As tuplas em Julia servem como coleções ordenadas de comprimento fixo, projetadas para garantir a integridade dos dados ao impedir mudanças acidentais no estado. Um array é representado por colchetes, enquanto uma tupla é representada por parênteses e vírgulas, como visto na definição tup1=(5,10,15,20,25,30).
1. Propriedades Principais
Semelhante a um array, uma tupla também é um conjunto ordenado de elementos. Isso permite a extração baseada em intervalos, como tup1[3:end] para retornar um subconjunto dos dados originais. As tuplas também são altamente flexíveis, permitindo aninhamento estrutural. Se tup1 = ((1,2),(3,4)), podemos recuperar o primeiro grupo com tup1[1] ou acessar diretamente tup1[1][2].

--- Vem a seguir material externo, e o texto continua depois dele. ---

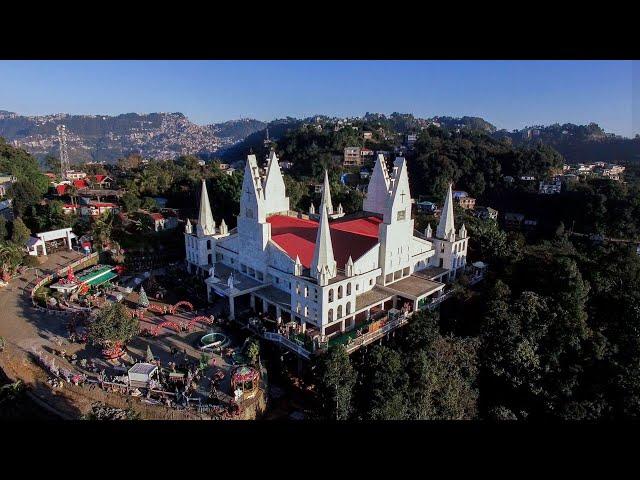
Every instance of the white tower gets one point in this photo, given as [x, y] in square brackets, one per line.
[378, 189]
[323, 264]
[64, 155]
[206, 224]
[396, 231]
[450, 250]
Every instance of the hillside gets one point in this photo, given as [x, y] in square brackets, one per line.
[578, 143]
[106, 138]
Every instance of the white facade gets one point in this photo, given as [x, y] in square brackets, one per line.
[340, 283]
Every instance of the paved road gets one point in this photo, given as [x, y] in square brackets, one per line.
[20, 324]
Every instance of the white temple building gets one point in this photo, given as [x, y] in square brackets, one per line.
[327, 271]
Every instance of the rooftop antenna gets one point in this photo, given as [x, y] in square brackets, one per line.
[64, 155]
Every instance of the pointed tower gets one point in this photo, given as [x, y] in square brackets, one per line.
[223, 228]
[378, 189]
[206, 225]
[428, 232]
[275, 196]
[323, 265]
[446, 227]
[396, 230]
[326, 194]
[143, 301]
[298, 267]
[348, 268]
[399, 201]
[252, 201]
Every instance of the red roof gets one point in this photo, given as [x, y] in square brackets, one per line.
[100, 178]
[350, 237]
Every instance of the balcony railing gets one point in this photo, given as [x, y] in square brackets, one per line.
[282, 340]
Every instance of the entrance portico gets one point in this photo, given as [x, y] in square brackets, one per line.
[229, 283]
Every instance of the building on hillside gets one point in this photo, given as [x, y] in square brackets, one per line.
[550, 188]
[94, 209]
[352, 157]
[327, 276]
[52, 241]
[162, 221]
[426, 207]
[6, 180]
[464, 200]
[513, 221]
[486, 213]
[366, 154]
[75, 175]
[102, 181]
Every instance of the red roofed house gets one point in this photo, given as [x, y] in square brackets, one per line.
[328, 276]
[102, 181]
[93, 209]
[161, 222]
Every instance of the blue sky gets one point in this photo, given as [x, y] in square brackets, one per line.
[509, 94]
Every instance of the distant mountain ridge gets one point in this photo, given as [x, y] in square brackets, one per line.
[106, 138]
[168, 135]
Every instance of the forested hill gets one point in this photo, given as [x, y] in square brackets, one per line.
[106, 138]
[578, 143]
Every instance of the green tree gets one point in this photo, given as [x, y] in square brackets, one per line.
[335, 380]
[3, 229]
[253, 351]
[442, 381]
[384, 385]
[130, 202]
[113, 326]
[19, 233]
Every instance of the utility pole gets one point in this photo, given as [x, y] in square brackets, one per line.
[64, 156]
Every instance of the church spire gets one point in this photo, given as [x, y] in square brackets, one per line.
[446, 226]
[206, 225]
[323, 265]
[326, 194]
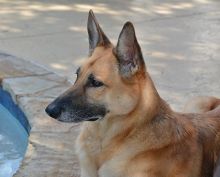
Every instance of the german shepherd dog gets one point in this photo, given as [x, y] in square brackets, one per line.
[128, 130]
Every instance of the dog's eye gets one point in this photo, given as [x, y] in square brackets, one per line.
[92, 82]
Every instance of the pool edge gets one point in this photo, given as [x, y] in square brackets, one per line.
[50, 149]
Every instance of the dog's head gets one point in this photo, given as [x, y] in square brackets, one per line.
[109, 82]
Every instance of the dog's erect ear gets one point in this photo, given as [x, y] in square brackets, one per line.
[96, 35]
[128, 52]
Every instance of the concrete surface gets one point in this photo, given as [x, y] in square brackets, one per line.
[180, 39]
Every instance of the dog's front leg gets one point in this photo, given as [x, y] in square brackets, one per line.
[87, 164]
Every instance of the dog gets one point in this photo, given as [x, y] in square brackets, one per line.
[128, 130]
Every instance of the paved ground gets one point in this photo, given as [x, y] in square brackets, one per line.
[180, 39]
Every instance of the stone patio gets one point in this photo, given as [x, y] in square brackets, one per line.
[50, 150]
[180, 41]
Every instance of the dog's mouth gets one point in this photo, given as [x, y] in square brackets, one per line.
[76, 113]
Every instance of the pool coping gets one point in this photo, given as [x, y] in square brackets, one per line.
[50, 151]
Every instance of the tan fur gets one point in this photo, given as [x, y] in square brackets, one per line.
[142, 136]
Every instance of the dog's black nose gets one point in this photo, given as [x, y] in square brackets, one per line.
[53, 110]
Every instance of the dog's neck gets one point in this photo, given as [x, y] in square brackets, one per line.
[150, 106]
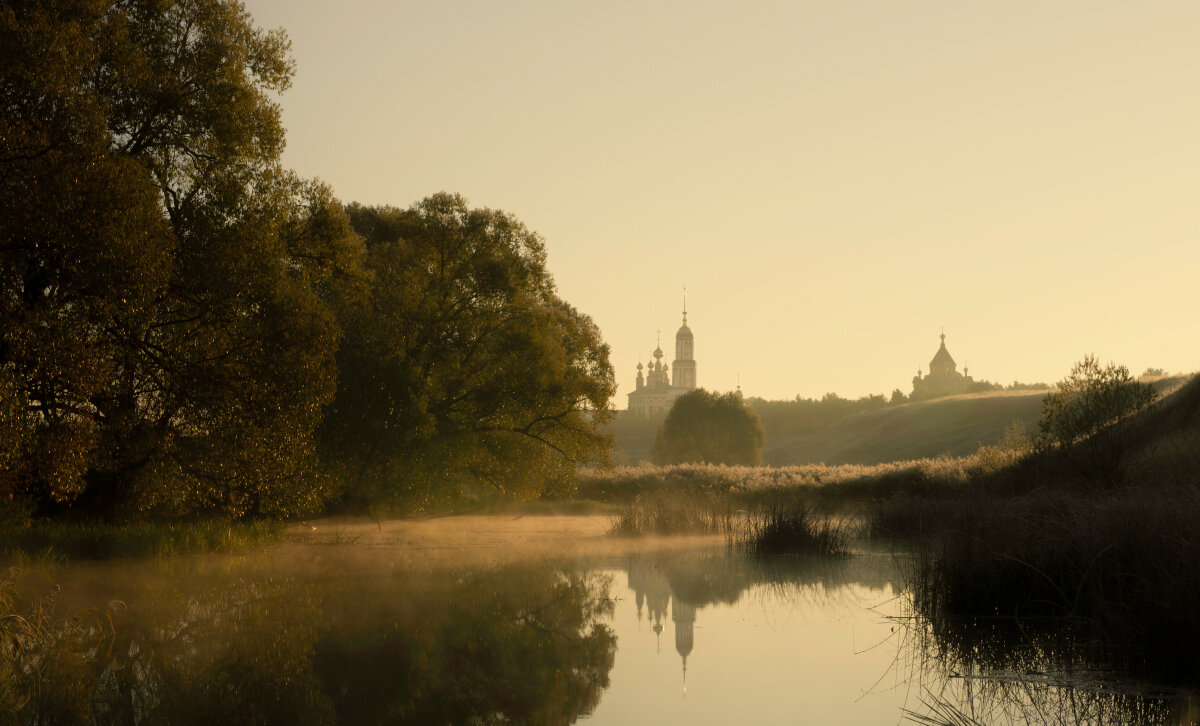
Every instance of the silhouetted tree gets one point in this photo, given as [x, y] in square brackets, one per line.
[167, 291]
[465, 366]
[709, 427]
[1089, 415]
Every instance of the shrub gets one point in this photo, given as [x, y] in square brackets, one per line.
[1089, 415]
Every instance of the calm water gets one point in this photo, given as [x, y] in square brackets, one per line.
[486, 621]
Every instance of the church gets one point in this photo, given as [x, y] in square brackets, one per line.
[660, 385]
[943, 378]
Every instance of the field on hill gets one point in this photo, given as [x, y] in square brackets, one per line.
[954, 426]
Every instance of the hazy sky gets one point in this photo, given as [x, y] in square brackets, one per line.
[833, 181]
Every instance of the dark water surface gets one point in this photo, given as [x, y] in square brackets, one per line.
[485, 621]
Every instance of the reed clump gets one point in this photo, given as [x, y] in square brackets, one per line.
[760, 484]
[1117, 570]
[792, 528]
[684, 513]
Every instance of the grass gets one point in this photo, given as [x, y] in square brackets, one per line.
[684, 513]
[90, 540]
[780, 527]
[749, 485]
[1117, 570]
[792, 528]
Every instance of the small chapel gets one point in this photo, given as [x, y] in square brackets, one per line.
[943, 378]
[658, 385]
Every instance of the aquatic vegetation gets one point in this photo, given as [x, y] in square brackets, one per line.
[1119, 570]
[792, 528]
[664, 513]
[97, 540]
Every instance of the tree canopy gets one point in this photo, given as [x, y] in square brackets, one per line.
[167, 289]
[179, 313]
[463, 366]
[709, 427]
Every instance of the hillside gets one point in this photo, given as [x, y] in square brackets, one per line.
[953, 426]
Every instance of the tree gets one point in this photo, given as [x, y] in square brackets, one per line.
[167, 291]
[709, 427]
[1089, 415]
[465, 367]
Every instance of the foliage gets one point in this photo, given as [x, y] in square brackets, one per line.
[1012, 447]
[1110, 568]
[90, 540]
[1089, 415]
[675, 513]
[463, 367]
[167, 291]
[784, 527]
[709, 427]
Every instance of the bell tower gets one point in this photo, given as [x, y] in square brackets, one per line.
[684, 366]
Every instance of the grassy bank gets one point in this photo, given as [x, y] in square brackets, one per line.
[90, 540]
[748, 485]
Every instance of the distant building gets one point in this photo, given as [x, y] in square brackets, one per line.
[655, 391]
[943, 378]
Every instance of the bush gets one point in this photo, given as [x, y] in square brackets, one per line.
[1089, 415]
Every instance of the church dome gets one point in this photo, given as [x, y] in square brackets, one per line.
[942, 360]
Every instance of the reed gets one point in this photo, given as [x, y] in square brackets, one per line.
[675, 514]
[791, 527]
[95, 540]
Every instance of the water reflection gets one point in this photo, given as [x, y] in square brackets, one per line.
[514, 646]
[341, 635]
[999, 671]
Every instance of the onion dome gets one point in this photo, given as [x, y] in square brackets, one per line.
[942, 361]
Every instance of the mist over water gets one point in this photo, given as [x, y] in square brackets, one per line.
[529, 621]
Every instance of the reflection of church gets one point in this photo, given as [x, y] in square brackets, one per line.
[943, 378]
[657, 390]
[653, 591]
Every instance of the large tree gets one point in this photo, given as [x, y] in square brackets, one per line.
[465, 367]
[709, 427]
[167, 291]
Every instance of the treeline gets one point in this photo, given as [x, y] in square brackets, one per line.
[187, 327]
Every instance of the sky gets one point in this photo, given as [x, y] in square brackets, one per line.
[835, 183]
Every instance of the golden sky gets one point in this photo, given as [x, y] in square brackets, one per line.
[834, 181]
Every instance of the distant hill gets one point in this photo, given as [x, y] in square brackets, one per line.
[954, 426]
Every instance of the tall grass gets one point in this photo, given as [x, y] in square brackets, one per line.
[791, 528]
[1119, 570]
[93, 540]
[750, 484]
[675, 514]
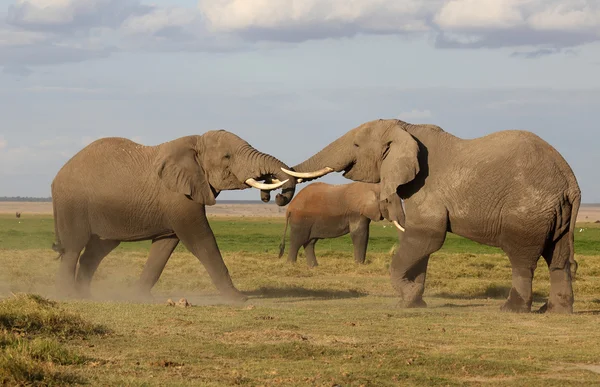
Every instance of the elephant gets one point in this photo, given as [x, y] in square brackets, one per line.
[115, 190]
[508, 189]
[322, 211]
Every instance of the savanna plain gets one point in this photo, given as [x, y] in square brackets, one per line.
[336, 324]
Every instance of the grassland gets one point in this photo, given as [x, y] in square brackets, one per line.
[335, 324]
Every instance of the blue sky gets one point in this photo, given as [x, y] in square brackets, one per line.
[291, 76]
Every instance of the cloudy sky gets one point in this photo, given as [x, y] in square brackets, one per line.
[289, 76]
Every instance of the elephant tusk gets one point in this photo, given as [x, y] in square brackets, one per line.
[253, 183]
[308, 175]
[398, 226]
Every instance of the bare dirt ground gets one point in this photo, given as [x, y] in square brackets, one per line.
[587, 213]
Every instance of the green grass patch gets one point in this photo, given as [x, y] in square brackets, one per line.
[33, 314]
[31, 353]
[336, 324]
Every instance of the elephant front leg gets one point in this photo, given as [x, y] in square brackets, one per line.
[520, 296]
[309, 250]
[160, 252]
[359, 233]
[199, 239]
[94, 253]
[409, 264]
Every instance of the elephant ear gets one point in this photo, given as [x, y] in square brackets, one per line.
[178, 167]
[400, 164]
[370, 207]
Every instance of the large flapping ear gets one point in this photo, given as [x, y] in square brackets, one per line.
[400, 164]
[178, 167]
[369, 206]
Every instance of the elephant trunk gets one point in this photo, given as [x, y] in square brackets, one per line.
[334, 156]
[268, 167]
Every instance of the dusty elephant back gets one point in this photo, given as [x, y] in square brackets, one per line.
[108, 181]
[323, 198]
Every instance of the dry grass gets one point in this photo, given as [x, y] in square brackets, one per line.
[335, 324]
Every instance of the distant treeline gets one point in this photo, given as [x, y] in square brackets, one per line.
[49, 199]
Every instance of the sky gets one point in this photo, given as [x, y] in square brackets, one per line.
[290, 76]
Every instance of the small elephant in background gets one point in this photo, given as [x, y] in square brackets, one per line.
[322, 211]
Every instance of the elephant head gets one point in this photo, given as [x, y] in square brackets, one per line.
[380, 151]
[202, 166]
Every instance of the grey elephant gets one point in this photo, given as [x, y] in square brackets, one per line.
[322, 211]
[508, 189]
[115, 190]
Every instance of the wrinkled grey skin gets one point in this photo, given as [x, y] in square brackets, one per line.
[115, 190]
[322, 211]
[509, 189]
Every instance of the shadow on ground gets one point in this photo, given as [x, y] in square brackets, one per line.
[298, 292]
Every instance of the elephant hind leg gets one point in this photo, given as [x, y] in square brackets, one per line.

2. O Contrato de Imutabilidade
A distinção mais crítica é que As tuplas são imutáveis. Uma vez instanciadas, seus conteúdos não podem ser alterados. Executar uma operação como tup1[2]=0 resultará em um MethodError, efetivamente "travando" os dados.
3. Otimização
Como as tuplas são imutáveis, o compilador do Julia pode frequentemente otimizar seu armazenamento na memória, tornando-as significativamente mais rápidas que os arrays para grupos pequenos e de tamanho fixo de dados.